When writing about female celebrity bodies, Massey does not hold back from sharing her own anorexia. Her descriptions of her obsession with thinness are grotesque, yet she does not make apologies for feeling this way. She owns her obsession. I was repulsed and saddened by her confession, yet at the same time, I admire the brazen quality of her writing. For better or worse, this is how pop culture has made an impact on her, and there is no need to apologize or feel shame.

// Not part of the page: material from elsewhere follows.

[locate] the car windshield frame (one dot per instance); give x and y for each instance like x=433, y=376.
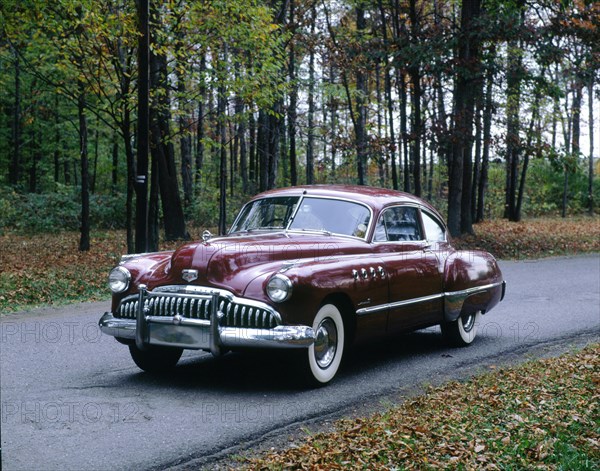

DISLIKE– When I requested All The Lives I Want, on Netgalley, I requested it for the premise alone. I was completely unfamiliar with Massey and to be honest, even after reading her book and doing a Google search, I’m not sure that I know a lot about her. To this end, her collection read as if I should have prior knowledge of her, as if she is a well-know celebrity. She drops bits of information about herself, such as being a former stripper, her battle with anorexia, or that she went to seminary school; but none of this adds up for me to really understand who she is or why I should care about her essays. Either this collection needs context or perhaps I’m just out of the loop. The essays are uneven in regard to those that have a personal vibe, and those that are more academic in tone. All The Lives I Want would have been much stronger, if the essays had all been more personal.

All of the celebrities that Massey profiles are ones that will be well known to most readers, which works as it makes All The Lives I Want, accessible, however, it’s also material that has been done to death. Do we need another essay about Scarlett Johansson’s sex-symbol status, or another one explaining the mistake in vilifying Courtney Love? Massey adds little to the conversation. Again, if she had gone a more personal route, I think I would have found relevance, but her often academic approach was dull and off-putting.

RECOMMEND– No. I loved the concept of, All The Lives I Want, but I found it to be a tedious read. Massey didn’t leave me with a different perspective, and there isn’t enough personal content to make me interested in her as a narrator. All The Lives I Want, could have been a much more engaging read, if she had placed herself at the center of exploring her interest in celebrities.